Следует критическая оценка отвергнутого:
«Поэт в Германии исчез, пишут стихи бюргеры, ученые, чиновники и, что хуже всего, литераторы. Там, где реалисты дают часть истины, они все-таки остаются односторонними. Искусство существует не для голодных тел и не для ожиревших душ. Мы не озабочены мыслью о том, как бы улучшить социальный строй, задача эта не входит в область поэзии. Бывают времена и условия, когда и поэт берется за оружие и начинает бороться, над всеми же нашими общественными и партийными распрями он стоит как хранитель священного огня».
Молодое чувство рвалось на свободу, прочь от пошлости и мещанства, царившего в литературе.
«Глубину и блеск античного мира мы угадали за мертвенными речами наших наставников».
Без руководителей, опираясь только на свой художнический инстинкт, они стали искать себе в прошлом учителей. Через головы знаменитых посредственностей они добрались до Гёте, в священном трепете преклонились перед его «Вильгельмом Мейстером» , перед «Ифигенией» и «Побочной дочерью» , потом отыскали забытых, но истинно-даровитых поэтов: Новалиса, Клейста, Гёльдерлина, Платена.
Подобное же движение и подобные искания были повсюду, и они привели к богатому расцвету поэзии.
Сильнее и глубже всего повлияла Франция. Она одержала безмолвную победу силою своего гения над страною Бисмарка. Теории Теофиля Готье и Флобера, за ними Бодлер, Малларме, Верлен и молодые – Ренье, Мореас, Вьеле-Гриффен – победоносно вторглись в немецкие пределы. Стефан Георге, долгое время замалчиваемый в Германии, пользовался уважением в Париже и в Бельгии. Молодежь гордилась своими дружескими связями со знаменитыми французами.

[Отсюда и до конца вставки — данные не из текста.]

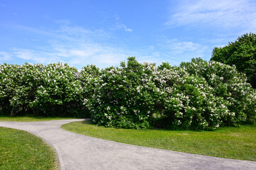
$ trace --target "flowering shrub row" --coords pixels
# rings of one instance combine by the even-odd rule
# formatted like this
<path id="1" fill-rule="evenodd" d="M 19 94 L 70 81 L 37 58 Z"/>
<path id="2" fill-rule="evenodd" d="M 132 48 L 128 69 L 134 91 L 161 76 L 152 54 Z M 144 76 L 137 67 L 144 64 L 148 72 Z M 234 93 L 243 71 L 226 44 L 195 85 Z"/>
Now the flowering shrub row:
<path id="1" fill-rule="evenodd" d="M 67 64 L 1 64 L 1 114 L 84 116 L 84 79 Z"/>
<path id="2" fill-rule="evenodd" d="M 235 67 L 192 60 L 178 67 L 138 63 L 81 72 L 67 64 L 0 66 L 0 111 L 87 117 L 95 124 L 183 129 L 236 126 L 256 119 L 256 93 Z"/>

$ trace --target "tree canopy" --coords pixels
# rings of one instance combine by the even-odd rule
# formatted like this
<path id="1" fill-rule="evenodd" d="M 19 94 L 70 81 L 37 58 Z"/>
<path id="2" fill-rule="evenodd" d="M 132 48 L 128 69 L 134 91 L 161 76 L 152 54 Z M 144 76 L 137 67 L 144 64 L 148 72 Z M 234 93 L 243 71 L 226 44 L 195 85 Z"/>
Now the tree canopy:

Другие страны дали тоже драгоценные примеры: Италия дала Аннунцио, Англия говорила устами Рёскина, Суинберн, Россети, у датчан оказался великолепный Йенс Петер Якобсен.

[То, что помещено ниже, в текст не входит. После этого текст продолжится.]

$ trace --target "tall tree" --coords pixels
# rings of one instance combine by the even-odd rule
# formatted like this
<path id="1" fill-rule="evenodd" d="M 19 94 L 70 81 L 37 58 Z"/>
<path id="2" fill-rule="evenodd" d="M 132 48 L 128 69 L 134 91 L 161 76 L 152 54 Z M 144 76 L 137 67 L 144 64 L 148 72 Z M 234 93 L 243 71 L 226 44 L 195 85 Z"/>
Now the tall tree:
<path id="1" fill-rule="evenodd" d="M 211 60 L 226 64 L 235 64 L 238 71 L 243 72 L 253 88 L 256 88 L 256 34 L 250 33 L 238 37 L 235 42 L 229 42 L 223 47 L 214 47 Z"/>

Найдя у себя на родине великое прошлое, на которое можно было опереться, молодые немецкие поэты радостно примкнули к своим чужеземным собратьям. «Мы не чувствуем никакого расового отчуждения между собой и ставим наш духовный союз на место племенных союзов».
Творчество забило горячим ключом. Стефан Георге, Демель, Гофмансталь, Рильке, Андриан и много других поэтов выступили почти одновременно со своими драмами, стихами, романами и изредка с критическими статьями.
* * *
«Поэт находит глубочайшее счастье в сознании, что в нем живет и действует дух его народа, – та могучая сверхъестественная сила, которая просуществовала уже несколько столетий».
Творчество Гофмансталя тесно связано с той культурной средой, где он родился. Он ее верный сын. Он не знает другой жизни и других условий, кроме той утонченной атмосферы, которая его всегда окружала. Он дышит ею и дорожит ею.
Здесь корни его страстного увлечения Италией и итальянской культурой, большая часть его драм имеет местом действия Венецию, Ломбардию, Тоскану. Под творческой волной вдохновения скрыто строгое научное основание – отличное знание прошлого Италии во всех подробностях, во всех знаменательных чертах. Отсюда стильность и сила в изображении раннего Ренессанса в «Женщинах в окне» , отсюда точность и определенность, напоминающая работу ваятеля, в его изображении Венеции XVI века ( « СмертьТициана» ) и разлагающейся Венеции рококо ( «Авантюрист» ). Поэт исполнен почти суеверного восхищения перед тем, чем была Италия, что она создала неумирающего, божественного в области искусства и культуры.
В его драмах перед зрителем мраморные белые террасы, заросшие плющом, мрачные дворцы с дивными барельефами, венецианские гондолы, маски веселого карнавала, музыка, картины, цветы.
Он берет местом действия страну, всю покрытую драгоценной ризой воспоминаний. Там живут и умирают почти все его герои – мадонна Дианора и безумец Клавдио, ученики Тициана, Лоренцои его жена, заговорщики – враги дожа. Все они – дети культурной страны, хранящие в себе то лучшее, что выработано великой народностью за долгие века труда и борьбы.
Гофмансталь постоянно возвращается к мысли о значении пережитых эпох для современности и для поэзии.
При описании художественной обстановки в сказке о купеческом сыне Гофмансталь замечает: «Все это были не мертвые, низменные предметы, но великое наследие, результат божественного труда всех поколений ».
Однако он далек от антикварных увлечений Аннунцио. «Все предметы, – говорит он, – в сущности мертвы и пусты, они становятся живыми только через то содержание, которое мы сами влагаем в них».